These concepts have begun to be explored in mammalian cell culture systems. For the Nκfb pathway, an intricate relation between ligand dynamics, signaling response and target gene activation was found (Hoffmann et al., 2002; Kellogg et al., 2017; Selimkhanov et al., 2014). Further demonstrating the importance of changing ligand concentrations, a class of ERK target genes was recently shown to be activated more efficiently by pulses than sustained signaling in 3T3 cells (Wilson et al., 2017), and we have shown that the response to TGFβ in C2C12 mouse myoblasts reflects ligand rate of increase (Sorre et al., 2014; Warmflash et al., 2012).
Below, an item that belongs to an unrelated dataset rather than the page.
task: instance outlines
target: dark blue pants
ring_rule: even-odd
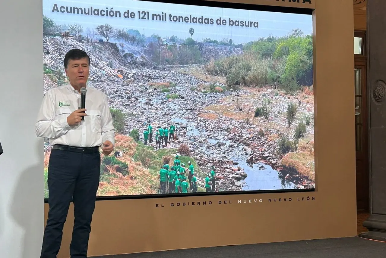
[[[100,171],[99,152],[52,150],[47,180],[49,210],[41,258],[56,258],[71,200],[75,219],[70,255],[71,258],[86,257]]]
However, these ideas have not been applied to mammalian development or differentiation of pluripotent stem cells, and their relevance to developmental patterning remains unexplored.
Gastrulation is the first differentiation event of the embryo proper, when the germ layers are formed and the body axes are established. Nodal and BMP4 are morphogens crucial for gastrulation in vertebrates (Winnier et al., 1995). In the early mammalian embryo, BMP4 is required for both initiating gastrulation and specifying the dorsal-ventral axis, while Nodal maintains the pluripotent epiblast and is subsequently required for mesoderm and endoderm differentiation (Conlon et al., 1994). Each pathway has distinct receptor complexes that phosphorylate specific signal transducers, known as receptor-Smads, which then complex with the shared cofactor Smad4 and translocate to the nucleus to activate target genes (Figure 1a) (Zinski et al., 2018). Both Nodal and BMP4 have been claimed to act in a concentration-dependent manner based on classic Xenopus experiments (Green et al., 1992; Gurdon et al., 1994; Wilson et al., 1997). However, those experiments allow alternative interpretations (Heemskerk and Warmflash, 2016), and the role of BMP4 and Nodal ligand dynamics has not been investigated.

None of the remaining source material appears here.